# Editing freebsd 7 bootable iso



## wshpoon (Sep 11, 2012)

Greetings,

I have a bootable FreeBSD 7 iso, which I would like to edit. However, after the edit and recreation of the new iso, the bootable image seems corrupt. I can't login as root unless I change the shell from csh(1) to sh(1) and can't get DHCP since some file systems are not writable anymore. When I burn the original iso, all seems fine.

Here is what I have done.

```
mkdir bsdimage
cd bsdimage
tar xvf ../freebsd7.iso
<add new file to bin directory>
mkisofs -b boot/cdboot -no-emul-boot -J -o ../newfreebsd7.iso -R -V BSD_RECOVERY_DISK -iso-level 3 .
```
Now, when I burn the new image on a CD and try to boot, it has the problems mentioned earlier.

Any ideas? Maybe the tar(1) command corrupts something...

Thanks


----------



## numpad5 (Sep 11, 2012)

Have a look at "-p" option in tar manpage, just a guess but that might be the problem.


----------



## wshpoon (Sep 11, 2012)

*That didn't work*



			
				numpad5 said:
			
		

> Have a look at "-p" option in tar manpage, just a guess but that might be the problem.



Thanks for the replay, but I still have the same problems.
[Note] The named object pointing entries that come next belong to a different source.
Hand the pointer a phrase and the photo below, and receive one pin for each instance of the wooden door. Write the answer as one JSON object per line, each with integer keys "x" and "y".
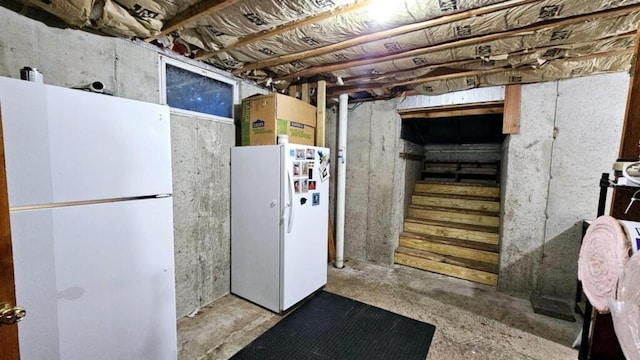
{"x": 8, "y": 333}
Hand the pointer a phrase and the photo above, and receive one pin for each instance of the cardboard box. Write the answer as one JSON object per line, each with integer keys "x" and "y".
{"x": 264, "y": 117}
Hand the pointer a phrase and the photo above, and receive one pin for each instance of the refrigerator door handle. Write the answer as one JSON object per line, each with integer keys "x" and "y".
{"x": 290, "y": 204}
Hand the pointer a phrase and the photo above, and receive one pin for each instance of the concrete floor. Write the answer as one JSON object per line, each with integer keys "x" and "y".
{"x": 472, "y": 321}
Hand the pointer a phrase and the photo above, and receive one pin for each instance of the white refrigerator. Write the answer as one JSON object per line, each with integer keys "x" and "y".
{"x": 279, "y": 223}
{"x": 89, "y": 182}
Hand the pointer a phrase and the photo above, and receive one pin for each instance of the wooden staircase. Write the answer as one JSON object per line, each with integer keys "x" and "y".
{"x": 452, "y": 229}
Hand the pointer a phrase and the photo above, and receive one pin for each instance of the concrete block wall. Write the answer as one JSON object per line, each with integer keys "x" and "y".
{"x": 376, "y": 178}
{"x": 200, "y": 146}
{"x": 569, "y": 134}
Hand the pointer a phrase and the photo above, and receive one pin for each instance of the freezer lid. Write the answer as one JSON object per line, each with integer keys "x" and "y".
{"x": 64, "y": 145}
It still complains that /var/db is readonly and I can't login as root and I can't get a dhcp address.


----------



## Majorix (Sep 11, 2012)

Is there a particular reason you want to install a legacy version of FreeBSD? 7.x will soon become unsupported. Also, what are you adding to your .iso?


----------



## Beastie (Sep 12, 2012)

Perhaps it has to do with a certain game server starting with the letter "M"...


----------



## wshpoon (Sep 12, 2012)

Majorix said:
			
		

> Is there a particular reason you want to install a legacy version of FreeBSD? 7.x will soon become unsupported. Also, what are you adding to your .iso?



This is just a boot recovery disk and not an installation disk and I don't think it will make a difference about the version. I am just adding a shell script to the bin directory.


----------



## wshpoon (Sep 12, 2012)

Beastie said:
			
		

> Perhaps it has to do with a certain game server starting with the letter "M"...



Not sure what you mean, but it doesn't have anything to do with any gaming. I just want to add a shell script to hardened freebsd 7 bootable iso and then burn it. 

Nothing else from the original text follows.